Vibration Isolators
Aid Detection and Measurement of Gravitational Waves
Detecting and measuring gravitational waves requires extremely sensitive instrumentation. In the 1970s,
American physicist Rainer Weiss pioneered the concept of using lasers for
interferometric gravitational wave detection. Extensive research over the past
several decades has produced extremely advanced interferometric techniques,
providing a means to observe phenomena in the universe that previously could
not be studied otherwise.
"With laser interferometry we can retrieve
information from spaces in the universe that are otherwise not accessible, and
we can look back in time much further, said Dr. Harald Lück, Research
Group Leader for the Laser Interferometry and Gravitational Wave Astronomy
division of the Max Planck Institute in Gravitational Physics (alternately
known as the Albert Einstein Institute) in Hannover, Germany.
Together
with its UK colleagues, and Leibniz Universität Hannover, the Laser
Interferometry and Gravitational Wave Astronomy division of the Albert Einstein
Institute operates the gravitational-wave detector, GEO600. Funded by the Max
Planck Society, and the Science and Technology Facilities Council, GEO600 is a
ground-based interferometric gravitational wave detector located near Hannover,
Germany.
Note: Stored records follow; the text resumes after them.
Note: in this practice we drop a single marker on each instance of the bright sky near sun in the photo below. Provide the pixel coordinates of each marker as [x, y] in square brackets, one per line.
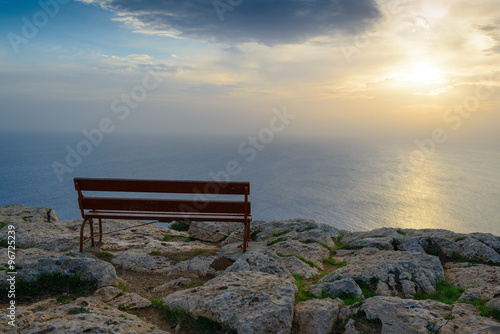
[344, 67]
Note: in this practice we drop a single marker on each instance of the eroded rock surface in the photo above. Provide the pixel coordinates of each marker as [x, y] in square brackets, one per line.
[248, 302]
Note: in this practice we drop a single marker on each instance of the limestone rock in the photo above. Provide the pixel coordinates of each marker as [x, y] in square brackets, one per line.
[265, 262]
[139, 260]
[31, 262]
[269, 228]
[54, 236]
[316, 316]
[422, 269]
[408, 244]
[198, 266]
[180, 282]
[299, 267]
[488, 239]
[466, 319]
[225, 228]
[25, 213]
[385, 232]
[482, 281]
[340, 288]
[248, 302]
[470, 248]
[383, 243]
[134, 236]
[312, 252]
[494, 303]
[404, 315]
[314, 235]
[84, 315]
[118, 298]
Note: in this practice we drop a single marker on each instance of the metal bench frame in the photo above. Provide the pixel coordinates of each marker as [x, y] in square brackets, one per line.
[162, 210]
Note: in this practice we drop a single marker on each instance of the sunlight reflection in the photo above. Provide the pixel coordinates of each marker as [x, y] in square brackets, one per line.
[417, 200]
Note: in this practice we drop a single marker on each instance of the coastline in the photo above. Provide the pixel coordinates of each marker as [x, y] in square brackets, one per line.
[298, 276]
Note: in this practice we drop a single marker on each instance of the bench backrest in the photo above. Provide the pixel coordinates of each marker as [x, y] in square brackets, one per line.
[201, 203]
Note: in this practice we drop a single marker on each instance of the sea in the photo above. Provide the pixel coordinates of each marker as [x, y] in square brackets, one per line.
[352, 185]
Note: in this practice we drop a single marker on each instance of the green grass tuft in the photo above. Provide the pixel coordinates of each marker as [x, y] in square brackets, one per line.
[179, 226]
[484, 310]
[253, 236]
[82, 310]
[122, 287]
[275, 235]
[155, 252]
[275, 241]
[104, 255]
[188, 321]
[191, 255]
[48, 284]
[302, 294]
[445, 293]
[403, 233]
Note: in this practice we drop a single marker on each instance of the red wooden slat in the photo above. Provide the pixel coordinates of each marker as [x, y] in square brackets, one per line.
[160, 186]
[165, 217]
[162, 205]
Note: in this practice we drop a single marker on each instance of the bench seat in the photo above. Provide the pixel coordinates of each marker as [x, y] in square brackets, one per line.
[199, 208]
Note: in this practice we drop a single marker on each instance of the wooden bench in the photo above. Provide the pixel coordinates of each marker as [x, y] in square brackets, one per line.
[200, 208]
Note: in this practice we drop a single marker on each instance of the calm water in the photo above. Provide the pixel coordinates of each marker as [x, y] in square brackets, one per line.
[335, 182]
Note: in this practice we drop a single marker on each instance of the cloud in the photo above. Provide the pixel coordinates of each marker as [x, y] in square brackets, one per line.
[268, 22]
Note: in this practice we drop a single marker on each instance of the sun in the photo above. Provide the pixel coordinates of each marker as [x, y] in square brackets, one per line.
[421, 73]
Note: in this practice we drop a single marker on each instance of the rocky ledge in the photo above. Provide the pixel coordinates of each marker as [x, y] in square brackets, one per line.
[298, 276]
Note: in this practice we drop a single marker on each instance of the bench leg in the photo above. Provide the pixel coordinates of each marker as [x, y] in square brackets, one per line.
[82, 229]
[246, 236]
[99, 244]
[91, 223]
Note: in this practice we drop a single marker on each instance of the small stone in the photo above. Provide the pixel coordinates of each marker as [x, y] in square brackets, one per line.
[316, 316]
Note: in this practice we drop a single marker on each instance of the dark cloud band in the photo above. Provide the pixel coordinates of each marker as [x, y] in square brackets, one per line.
[265, 21]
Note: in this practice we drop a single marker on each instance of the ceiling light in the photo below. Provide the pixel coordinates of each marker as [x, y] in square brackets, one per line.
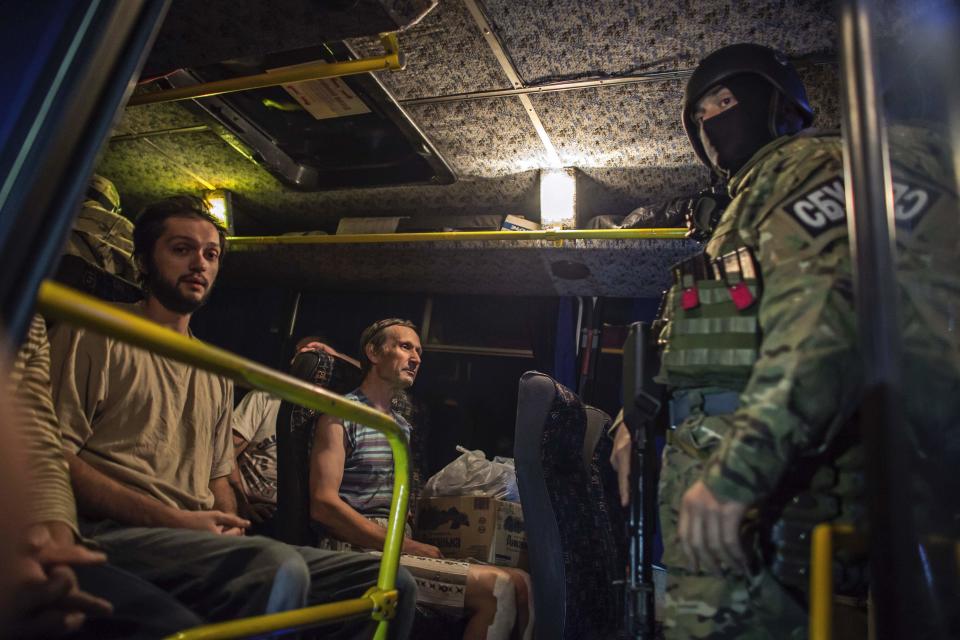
[558, 198]
[220, 204]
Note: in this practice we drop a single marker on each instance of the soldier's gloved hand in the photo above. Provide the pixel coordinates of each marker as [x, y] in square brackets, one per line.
[620, 460]
[709, 530]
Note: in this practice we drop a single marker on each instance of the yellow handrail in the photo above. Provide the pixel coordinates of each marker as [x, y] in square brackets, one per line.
[64, 303]
[392, 60]
[672, 233]
[825, 537]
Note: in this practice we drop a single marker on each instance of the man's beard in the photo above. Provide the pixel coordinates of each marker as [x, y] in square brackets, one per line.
[169, 295]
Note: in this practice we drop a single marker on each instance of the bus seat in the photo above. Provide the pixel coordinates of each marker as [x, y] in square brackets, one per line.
[572, 538]
[294, 437]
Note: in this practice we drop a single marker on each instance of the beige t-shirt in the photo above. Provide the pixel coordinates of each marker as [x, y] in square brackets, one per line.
[155, 425]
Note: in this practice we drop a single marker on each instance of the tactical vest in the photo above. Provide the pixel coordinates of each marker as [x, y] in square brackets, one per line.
[710, 335]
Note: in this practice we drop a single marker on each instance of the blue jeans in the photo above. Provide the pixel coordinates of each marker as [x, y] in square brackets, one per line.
[222, 578]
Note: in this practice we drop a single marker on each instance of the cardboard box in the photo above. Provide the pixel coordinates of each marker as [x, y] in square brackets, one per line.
[518, 223]
[486, 529]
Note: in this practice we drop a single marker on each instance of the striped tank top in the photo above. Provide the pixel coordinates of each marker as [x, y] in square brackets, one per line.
[367, 483]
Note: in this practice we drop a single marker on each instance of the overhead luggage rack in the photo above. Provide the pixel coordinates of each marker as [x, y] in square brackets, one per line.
[626, 263]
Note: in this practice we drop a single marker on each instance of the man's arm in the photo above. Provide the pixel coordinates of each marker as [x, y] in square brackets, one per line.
[100, 496]
[50, 497]
[327, 459]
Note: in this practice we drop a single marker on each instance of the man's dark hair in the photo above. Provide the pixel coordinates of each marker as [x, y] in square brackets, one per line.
[376, 336]
[152, 220]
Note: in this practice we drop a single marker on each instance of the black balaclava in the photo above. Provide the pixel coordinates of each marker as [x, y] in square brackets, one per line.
[732, 137]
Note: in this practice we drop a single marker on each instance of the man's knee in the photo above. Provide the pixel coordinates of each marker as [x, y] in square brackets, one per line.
[286, 570]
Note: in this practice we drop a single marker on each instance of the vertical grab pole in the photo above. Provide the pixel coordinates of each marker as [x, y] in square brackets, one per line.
[387, 579]
[869, 195]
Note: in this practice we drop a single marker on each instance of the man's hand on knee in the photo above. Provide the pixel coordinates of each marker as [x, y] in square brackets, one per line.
[218, 522]
[709, 530]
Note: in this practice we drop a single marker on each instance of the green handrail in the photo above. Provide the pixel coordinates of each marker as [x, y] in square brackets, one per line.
[69, 305]
[668, 233]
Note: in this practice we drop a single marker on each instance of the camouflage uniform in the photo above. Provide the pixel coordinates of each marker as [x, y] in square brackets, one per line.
[790, 448]
[791, 357]
[100, 235]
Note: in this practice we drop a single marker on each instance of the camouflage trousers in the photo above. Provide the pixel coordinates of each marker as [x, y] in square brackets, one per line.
[720, 606]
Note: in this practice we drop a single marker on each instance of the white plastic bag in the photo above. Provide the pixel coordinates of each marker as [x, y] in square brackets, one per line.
[473, 475]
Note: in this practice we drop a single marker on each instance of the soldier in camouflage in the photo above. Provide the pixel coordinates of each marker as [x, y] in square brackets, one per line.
[760, 356]
[100, 235]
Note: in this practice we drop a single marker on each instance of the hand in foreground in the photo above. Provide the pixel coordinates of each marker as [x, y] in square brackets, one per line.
[620, 460]
[709, 530]
[315, 346]
[415, 548]
[48, 601]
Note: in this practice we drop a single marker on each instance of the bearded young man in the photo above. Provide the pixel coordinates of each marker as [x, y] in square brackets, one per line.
[149, 445]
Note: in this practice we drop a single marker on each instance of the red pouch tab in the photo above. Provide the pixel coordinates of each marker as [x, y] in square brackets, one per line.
[741, 295]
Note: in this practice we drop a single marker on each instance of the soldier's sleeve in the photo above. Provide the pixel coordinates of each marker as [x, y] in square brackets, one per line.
[806, 380]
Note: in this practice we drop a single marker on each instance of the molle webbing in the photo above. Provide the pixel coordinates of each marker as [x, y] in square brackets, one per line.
[708, 340]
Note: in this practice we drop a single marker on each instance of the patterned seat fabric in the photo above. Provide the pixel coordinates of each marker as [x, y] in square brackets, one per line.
[575, 542]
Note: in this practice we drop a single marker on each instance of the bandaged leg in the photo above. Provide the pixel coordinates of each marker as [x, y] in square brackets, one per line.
[528, 631]
[506, 614]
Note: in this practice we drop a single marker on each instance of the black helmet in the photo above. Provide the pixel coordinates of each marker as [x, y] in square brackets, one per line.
[738, 59]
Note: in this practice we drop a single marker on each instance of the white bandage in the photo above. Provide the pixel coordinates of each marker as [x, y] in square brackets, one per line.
[506, 615]
[528, 632]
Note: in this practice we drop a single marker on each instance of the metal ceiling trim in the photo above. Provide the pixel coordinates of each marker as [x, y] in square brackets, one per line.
[506, 64]
[555, 87]
[668, 233]
[391, 60]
The GEO600 project aims at the direct detection of gravitational waves
by means of a laser interferometer.
Scientists at GEO600 have pushed
research into interferometry related technologies to their limits, encompassing
laser stabilization, absorption-free optics, control engineering, vibration
damping, and data acquisition and processing.
Negative-Stiffness vibration isolation was developed
by Minus K Technology. These vibration isolators are compact, and do
not require electricity or compressed air which enables sensitive
instruments to be located wherever a production facility or laboratory needs to
be located. There are no motors, pumps or chambers, and no maintenance
because there is nothing to wear out. They operate purely in a passive
mechanical mode...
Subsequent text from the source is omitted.